Interestingly, RBI is still examining certain IWG recommendations, including letting corporate industrial houses with or without existing non-banking financial companies (NBFCs) run banks. With the precedence of bank licences being granted to industrial groups, this is not an entirely untrodden path. Besides, if non-industrial groups with marginal political clout—whose financial businesses including capital-guzzling insurance and asset management exceed 60% of total assets or revenues—can apply for on-tap bank licences, as multi-business concentration and systemic risks for depositors, policyholders and investors are effectively ring-fenced, then arguably banks run by well-reputed industrial groups that operate across sectors can surely be administered with some effort.

Greater monitoring of related party intra-group transactions, coupled with assigning higher risk weightages, insistence on tighter governance structures, and regulatory audits to ensure bank ownership stays uncoupled from management control, will avert spill-overs of any connected-lending contagion risks across the financial system. Having already ushered in scale-based rules and prudential income classification/asset-quality norms for NBFCs, RBI has ensured that divergence with banks reduces progressively.

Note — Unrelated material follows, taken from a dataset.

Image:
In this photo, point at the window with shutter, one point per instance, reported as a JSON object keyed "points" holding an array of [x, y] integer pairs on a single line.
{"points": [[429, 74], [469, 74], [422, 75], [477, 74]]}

MSMEs, a key driver of employment generation, face a credit gap worsened by the pandemic. Numerous units have defaulted or closed shutters due to uncertainty, broken supply chains and non-availability of capital. An RBI report on banking reveals that MSME credit by private banks rose by 22.4% to 7.9 trillion (shrinking the gap with public sector banks or PSBs to 1.1 trillion) but account numbers declined by 1.5% in 2020-21, indicating client de-boarding due to stress, with larger ones possibly garnering bigger-ticket or restructured loans. By November 2021, PSBs had to restructure about 58,500 crore in loans to about 1 million MSME accounts. While government schemes and policy support have helped, additional changes to the MSME delivery mechanism may be warranted. Besides enhancing fintech partnerships with existing banks, if reputed business houses with an impeccable track record and expertise in industrial development are given bank licences, or are allowed to bid for banks so as to focus on MSMEs through, say, differential directed commitments, it would lessen the credit crunch faced by small manufacturers. Hearteningly, RBI Governor Shaktikanta Das has been firm on RBI’s commitment to revive durable growth, aid a broad-based recovery and mitigate the pandemic’s impact on the economy.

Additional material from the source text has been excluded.